Las Vegas Sun

April 25, 2024

Legislature:

Nevada assemblyman plans to resurrect immigration legislation after ruling

The U.S. Supreme Court ruling on Arizona’s immigration law prompted at least one Republican lawmaker to renew his effort to see similar legislation passed in Nevada.

In response to the opinion handed down by the court, Assemblyman Ira Hansen, R-Sparks, asked legislative bill drafters Monday to rewrite his measure that failed last session.

Hansen said this time, the proposed law will have the advantage of having the constitutional boundaries established by the Supreme Court. But Hansen is under no illusions he’ll be more successful.

“It’s a longshot,” he said.

And not necessarily because of the reasons you’d think.

The biggest opposition to Hansen’s bill last time, he said, didn’t come from immigration activists or the sizeable number of Hispanic lawmakers in Nevada’s Legislature.

“It was the casinos and the bigger contractors,” he said.

Nevada has boomed over the past decade as a place where those without a traditional education could still obtain a robust middle-class lifestyle.

That opportunity helped draw a sizeable Hispanic population — a percentage of whom are here illegally.

According to Department of Homeland Security estimates from 2010 — the most recent available — 260,000 Nevadans were “unauthorized immigrants,” a little less than 10 percent of the state’s population.

Hansen’s bill isn’t the only time Nevada’s powerful industries opposed an effort to institute an Arizona-type immigration law here.

During the heat of the 2010 U.S. Senate Republican primary, former Assemblyman Chad Christensen, R-Las Vegas, filed an initiative petition to put an Arizona law in front of Nevada voters. The state’s gaming lobby quickly stepped up to oppose the effort, including the Nevada Resort Association and Las Vegas Convention and Visitors Authority.

The industry argued such a law could lead to a tourism boycott of Nevada.

But the industry’s workforce is also heavily Hispanic, individuals who could be subjected to the racial profiling that opponents of Arizona’s law say it engenders.

Hansen said he contacted legislative staff on Monday after the Supreme Court ruling to have them draft the portions of his bill from last session, Assembly Bill 430, that would pass constitutional muster.

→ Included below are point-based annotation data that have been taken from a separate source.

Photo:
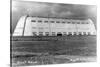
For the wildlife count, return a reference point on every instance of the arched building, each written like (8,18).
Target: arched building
(44,26)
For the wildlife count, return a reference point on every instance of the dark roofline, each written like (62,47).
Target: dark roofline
(73,18)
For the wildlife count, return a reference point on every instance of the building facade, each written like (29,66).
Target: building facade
(46,26)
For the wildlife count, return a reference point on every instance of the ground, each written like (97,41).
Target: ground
(53,50)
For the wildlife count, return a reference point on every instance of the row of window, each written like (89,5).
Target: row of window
(40,21)
(59,33)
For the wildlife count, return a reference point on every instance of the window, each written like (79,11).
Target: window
(57,22)
(78,22)
(39,21)
(47,33)
(63,22)
(33,21)
(89,33)
(59,34)
(84,33)
(68,22)
(34,33)
(75,33)
(69,33)
(45,21)
(52,21)
(64,33)
(82,22)
(53,34)
(33,27)
(80,33)
(40,33)
(73,22)
(86,23)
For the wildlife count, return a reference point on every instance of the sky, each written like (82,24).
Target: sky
(31,8)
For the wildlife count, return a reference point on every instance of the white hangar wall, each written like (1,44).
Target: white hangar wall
(31,26)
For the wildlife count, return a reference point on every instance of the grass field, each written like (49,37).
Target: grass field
(53,50)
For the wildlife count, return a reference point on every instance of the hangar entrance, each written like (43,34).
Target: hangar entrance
(59,34)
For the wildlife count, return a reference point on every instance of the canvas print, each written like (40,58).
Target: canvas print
(44,33)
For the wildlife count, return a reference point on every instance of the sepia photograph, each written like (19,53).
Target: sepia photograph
(45,33)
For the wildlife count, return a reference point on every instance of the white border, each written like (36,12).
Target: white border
(5,32)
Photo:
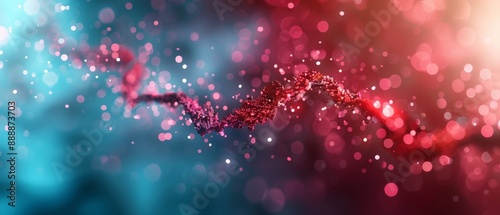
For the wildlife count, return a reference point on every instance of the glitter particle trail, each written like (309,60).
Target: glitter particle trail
(252,111)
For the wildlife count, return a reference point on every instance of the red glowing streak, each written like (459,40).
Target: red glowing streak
(263,108)
(252,111)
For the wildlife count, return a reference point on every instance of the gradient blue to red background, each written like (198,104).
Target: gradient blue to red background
(434,60)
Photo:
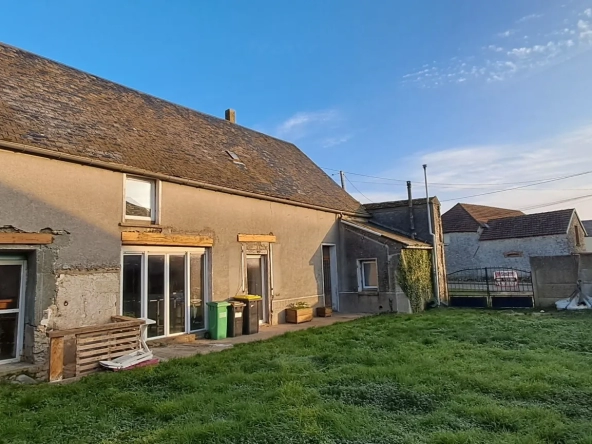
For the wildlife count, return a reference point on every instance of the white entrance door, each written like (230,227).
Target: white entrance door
(12,289)
(330,290)
(257,282)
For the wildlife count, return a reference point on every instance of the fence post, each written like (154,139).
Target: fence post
(487,285)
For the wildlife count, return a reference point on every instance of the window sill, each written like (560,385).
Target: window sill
(139,224)
(368,292)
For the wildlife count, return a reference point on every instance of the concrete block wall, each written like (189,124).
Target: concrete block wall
(554,278)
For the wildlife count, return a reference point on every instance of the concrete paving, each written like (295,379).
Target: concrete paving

He plans to introduce it during the 2013 Legislative session.

Hansen said he campaigned on cracking down on illegal immigration in 2010 when he first ran for office.

AB 430 received a committee hearing in the 2011 Legislature but no vote. He attributes that not only to the Democratic leadership in the Assembly but also opposition from Nevada’s biggest industries.

“It’s cheap labor, bottom line,” said Hansen, who owns a plumbing company. “In a casino, they’re trying to (staff) up. If you go on a residential construction site, finding an English-speaking guy is pretty rare. They’re trying to do it at the lowest prices possible.”

He was unconcerned with fears of racial profiling, comparing it to police initially looking at males at a crime scene because they commit the bulk of the crimes.

“The bulk of people here illegally are coming from south of the border,” he said. “The bulk of illegals are from Mexico, Honduras, El Salvador, somewhere down there. It’s the same as looking for males at a bank robbery. It’s a perfectly rational way of looking at it. It’s not profiling.”

But any piece of that proposal is likely to draw significant opposition.

Gov. Brian Sandoval, a Republican, has said Nevada doesn’t need an Arizona-style law, though he had said he believed it to be constitutional before Monday’s ruling.

Resurrecting a portion of the Arizona immigration bill “is a bad idea,” said Maggie McLetchie, who at the time of Christensen’s proposal was an attorney with the ACLU of Nevada, which challenged his petition. “The fact that so many people acted so quickly to oppose it, and it was so coordinated, shows not only that there are constitutional concerns, but it’s also bad business for Nevada.”

In addition to the business opposition, Democrats, who are expected to maintain control of the Assembly, aren’t likely to take up Hansen’s mantle.

“Everyone from the governor on down has been pretty clear that something like that is not appropriate for the state of Nevada,” said Assemblywoman Lucy Flores, D-Las Vegas. “I certainly wouldn’t advocate for anything allowing for the racial profiling of people. I would advocate against this if (Hansen) were to try to submit it again — the same way I advocated against it last time.”

Anjeanette Damon contributed to this report.